First, Democrats are surely asking themselves the question: Do we want an “issue” or a confirmed nominee?  Are we willing to pay the attendant costs that going nuclear could bring or do we prefer to keep these nominees “alive” — giving Republicans the chance to repeatedly block votes on these nominees in the months ahead? The prospects of enabling GOP filibusters of an African American member of Congress (with years of experience on the House Financial Services Committee) and a female appellate lawyer (endorsed by conservative and liberal legal elites) might just be a dream come true for the Democratic party.  Granted, such a move might come at a high cost for Democrats’ policy interests by keeping vacant three seats on the D.C. Court of Appeals.

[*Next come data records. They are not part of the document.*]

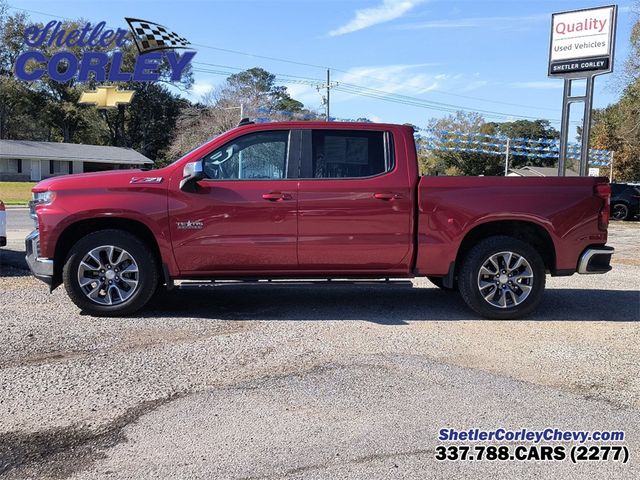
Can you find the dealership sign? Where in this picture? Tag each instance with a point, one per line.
(582, 41)
(155, 43)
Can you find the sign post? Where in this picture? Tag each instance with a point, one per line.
(581, 47)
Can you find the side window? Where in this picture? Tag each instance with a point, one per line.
(348, 154)
(256, 156)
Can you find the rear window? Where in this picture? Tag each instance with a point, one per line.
(348, 154)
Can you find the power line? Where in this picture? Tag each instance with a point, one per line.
(351, 88)
(294, 62)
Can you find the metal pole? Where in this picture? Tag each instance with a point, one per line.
(586, 128)
(506, 158)
(564, 128)
(328, 90)
(611, 168)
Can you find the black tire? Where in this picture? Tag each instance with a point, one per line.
(469, 279)
(620, 211)
(437, 281)
(147, 276)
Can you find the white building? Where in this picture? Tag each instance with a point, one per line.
(22, 160)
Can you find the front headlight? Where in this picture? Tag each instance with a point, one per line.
(39, 198)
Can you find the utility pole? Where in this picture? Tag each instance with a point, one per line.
(506, 158)
(611, 168)
(328, 93)
(326, 98)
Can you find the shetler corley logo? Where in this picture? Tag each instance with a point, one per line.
(153, 41)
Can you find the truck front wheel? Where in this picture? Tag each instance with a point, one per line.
(502, 278)
(110, 273)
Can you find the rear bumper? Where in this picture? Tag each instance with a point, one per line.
(41, 268)
(595, 260)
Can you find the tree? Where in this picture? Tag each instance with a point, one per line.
(617, 127)
(253, 92)
(449, 162)
(48, 110)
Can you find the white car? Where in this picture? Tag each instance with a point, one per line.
(3, 225)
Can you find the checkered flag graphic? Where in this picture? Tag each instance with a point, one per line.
(150, 36)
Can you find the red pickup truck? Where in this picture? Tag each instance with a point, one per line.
(314, 200)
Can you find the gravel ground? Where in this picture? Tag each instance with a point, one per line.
(314, 381)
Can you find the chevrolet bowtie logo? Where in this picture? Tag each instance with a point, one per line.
(107, 97)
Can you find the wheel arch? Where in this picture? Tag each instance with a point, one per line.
(530, 232)
(73, 232)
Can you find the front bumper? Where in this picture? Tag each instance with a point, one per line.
(595, 260)
(41, 268)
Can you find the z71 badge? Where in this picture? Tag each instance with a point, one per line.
(189, 225)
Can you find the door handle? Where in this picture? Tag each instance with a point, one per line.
(276, 196)
(387, 196)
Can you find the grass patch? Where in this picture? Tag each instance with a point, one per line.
(16, 193)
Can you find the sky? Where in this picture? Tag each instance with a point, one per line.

That court is now perfectly balanced between Democratic and Republican appointees, albeit with GOP-appointed senior judges tilting the court to the conservative side.  But the cost of keeping the nominees alive as an “issue” seems far lower in the case of the FHFA: Since its creation in the wake of the financial crisis, the FHFA has been led by Bush appointees, including the current acting director.  After his first nominee was blocked in 2011, President Obama has not shown much interest in putting a confirmed Democrat at the helm.   Democrats might be content to keep these nominations alive, allowing Democrats to paint Republicans as hostile to women and minorities.

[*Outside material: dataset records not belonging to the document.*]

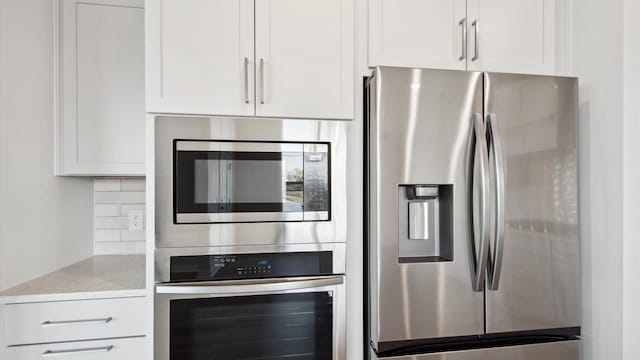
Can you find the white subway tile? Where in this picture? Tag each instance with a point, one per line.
(113, 199)
(132, 235)
(119, 248)
(129, 197)
(107, 210)
(124, 209)
(111, 223)
(107, 235)
(101, 184)
(132, 184)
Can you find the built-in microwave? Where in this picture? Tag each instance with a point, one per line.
(244, 181)
(228, 181)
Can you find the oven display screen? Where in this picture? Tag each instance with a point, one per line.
(250, 266)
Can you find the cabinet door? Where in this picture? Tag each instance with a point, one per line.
(513, 36)
(101, 51)
(417, 33)
(200, 57)
(304, 58)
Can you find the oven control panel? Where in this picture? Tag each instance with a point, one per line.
(250, 266)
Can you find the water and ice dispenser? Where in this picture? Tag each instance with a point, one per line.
(426, 223)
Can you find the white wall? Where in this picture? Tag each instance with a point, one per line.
(607, 60)
(45, 222)
(631, 178)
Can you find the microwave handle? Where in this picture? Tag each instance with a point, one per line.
(250, 286)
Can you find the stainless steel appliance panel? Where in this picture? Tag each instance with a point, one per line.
(274, 231)
(420, 126)
(534, 280)
(566, 350)
(163, 256)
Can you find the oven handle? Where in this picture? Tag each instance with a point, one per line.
(249, 286)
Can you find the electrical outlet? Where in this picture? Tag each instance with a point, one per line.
(136, 220)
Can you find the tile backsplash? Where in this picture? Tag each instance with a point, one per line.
(113, 199)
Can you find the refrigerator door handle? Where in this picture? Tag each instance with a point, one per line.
(494, 267)
(478, 147)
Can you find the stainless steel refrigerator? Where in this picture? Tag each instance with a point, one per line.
(472, 224)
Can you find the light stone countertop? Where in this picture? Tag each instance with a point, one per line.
(97, 277)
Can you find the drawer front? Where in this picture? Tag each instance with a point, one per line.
(36, 323)
(116, 349)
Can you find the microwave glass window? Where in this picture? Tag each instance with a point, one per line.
(234, 179)
(279, 326)
(228, 181)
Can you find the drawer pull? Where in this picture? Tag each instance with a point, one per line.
(76, 322)
(76, 351)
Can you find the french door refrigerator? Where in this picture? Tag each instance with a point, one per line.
(471, 216)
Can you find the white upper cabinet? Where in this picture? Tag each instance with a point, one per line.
(100, 115)
(417, 33)
(517, 36)
(200, 57)
(201, 60)
(513, 36)
(304, 58)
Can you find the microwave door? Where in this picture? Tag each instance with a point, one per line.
(222, 182)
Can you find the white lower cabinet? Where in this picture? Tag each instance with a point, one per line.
(113, 328)
(36, 323)
(110, 349)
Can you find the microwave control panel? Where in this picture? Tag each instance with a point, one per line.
(250, 266)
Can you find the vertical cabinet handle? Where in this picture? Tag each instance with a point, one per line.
(463, 24)
(246, 80)
(261, 80)
(476, 30)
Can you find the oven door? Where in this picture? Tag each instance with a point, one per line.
(291, 318)
(236, 181)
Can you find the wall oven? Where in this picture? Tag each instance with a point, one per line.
(236, 181)
(232, 303)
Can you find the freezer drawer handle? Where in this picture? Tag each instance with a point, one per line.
(478, 146)
(49, 353)
(495, 153)
(250, 286)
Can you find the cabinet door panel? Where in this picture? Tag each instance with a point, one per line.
(102, 92)
(306, 50)
(417, 33)
(516, 36)
(196, 51)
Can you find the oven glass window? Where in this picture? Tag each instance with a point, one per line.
(283, 326)
(223, 181)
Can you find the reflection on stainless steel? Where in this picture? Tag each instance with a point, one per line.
(333, 285)
(412, 139)
(169, 234)
(540, 278)
(550, 351)
(501, 151)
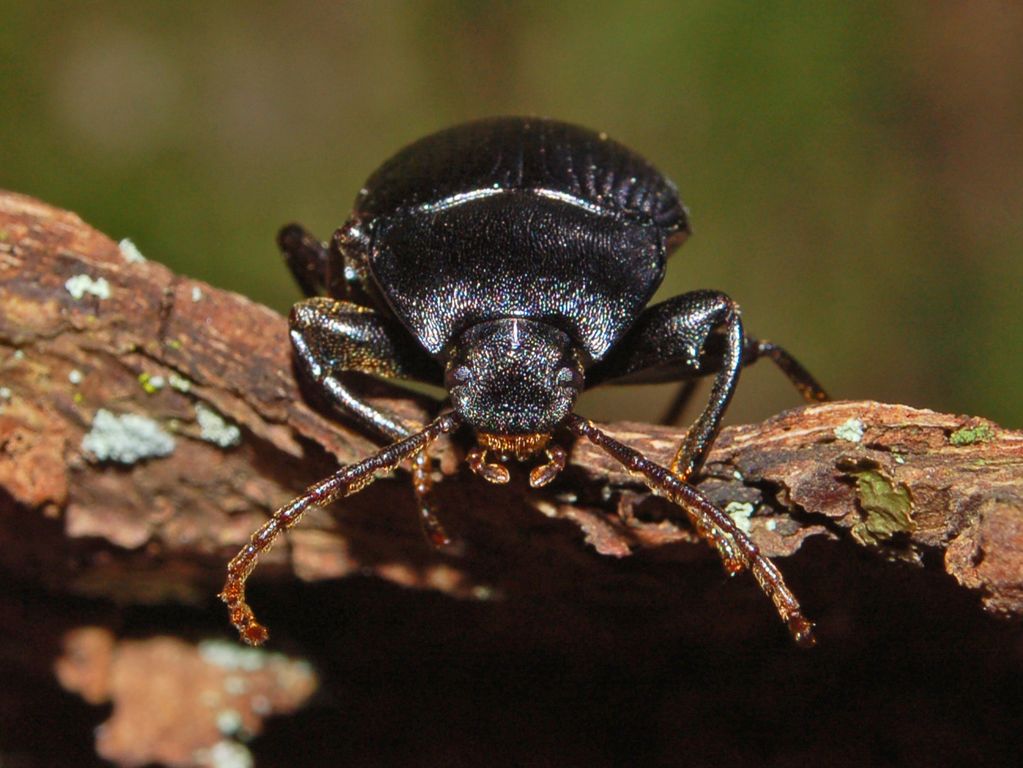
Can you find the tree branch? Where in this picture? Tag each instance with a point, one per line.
(85, 328)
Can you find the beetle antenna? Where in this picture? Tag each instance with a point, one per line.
(347, 481)
(737, 549)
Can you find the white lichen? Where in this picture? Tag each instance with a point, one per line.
(232, 657)
(215, 428)
(740, 511)
(79, 285)
(851, 431)
(130, 252)
(228, 722)
(225, 754)
(126, 439)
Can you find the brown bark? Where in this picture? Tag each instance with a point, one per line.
(893, 479)
(83, 328)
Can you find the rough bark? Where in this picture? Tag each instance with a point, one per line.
(85, 328)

Second, I wonder whether 51 Democratic senators will be willing to go nuclear over judicial nominees.  My impression this past summer during the Senate’s brush with going nuclear is that Reid succeeded in uniting the Democrats by limiting the nuclear gambit to executive branch nominees.  “This must be a new normal,” Reid argued once Republicans acquiesced to a vote on Richard Cordray to head the Consumer Financial Protection Bureau.  “Qualified executive nominees must not be blocked on procedural supermajority votes.” Given Democrats willingness to filibuster several of Bush’s judicial nominees and given the policy consequences of lifetime tenure of federal judges, going nuclear on judicial nominations might be a bridge too far for a consequential number of Democratic senators.  Do they want to empower future Republican majorities to instill conservatives on the bench, who in the past Democrats had the ability to block? The coupling of Millett’s and Watt’s nominees this fall also complicates the matter.  Would Democrats really go nuclear over Watt but not Millett? That seems unlikely, suggesting that a new nuclear gambit would have to apply to all (executive and judicial) or neither.
Third, Republican rationale for opposing Obama’s appellate court nominees might affect Democrats’ willingness to go nuclear. Republicans argue that the court’s workload does not justify filling the three vacant judgeships.  (Interestingly, Chief Justice John Roberts disagrees.) In some ways, this rationale is akin to GOP opposition to confirming Cordray: GOP disliked the structure (and for some, the mission) of the agency, rather than the nominee.  By opposing appellate court nominees on the grounds that the bench doesn’t need more judges (and not on the basis of the nominees’ qualifications) has the GOP opened themselves to charges of overreach again?  Senator Lindsay Graham of South Carolina admitted after the Cordray fight that “we were wrong.”  If Democrats can paint the two episodes alike, that might up their appetite for going nuclear.
Autumn promises to be hot, with a chance of nuclear winter around the bend.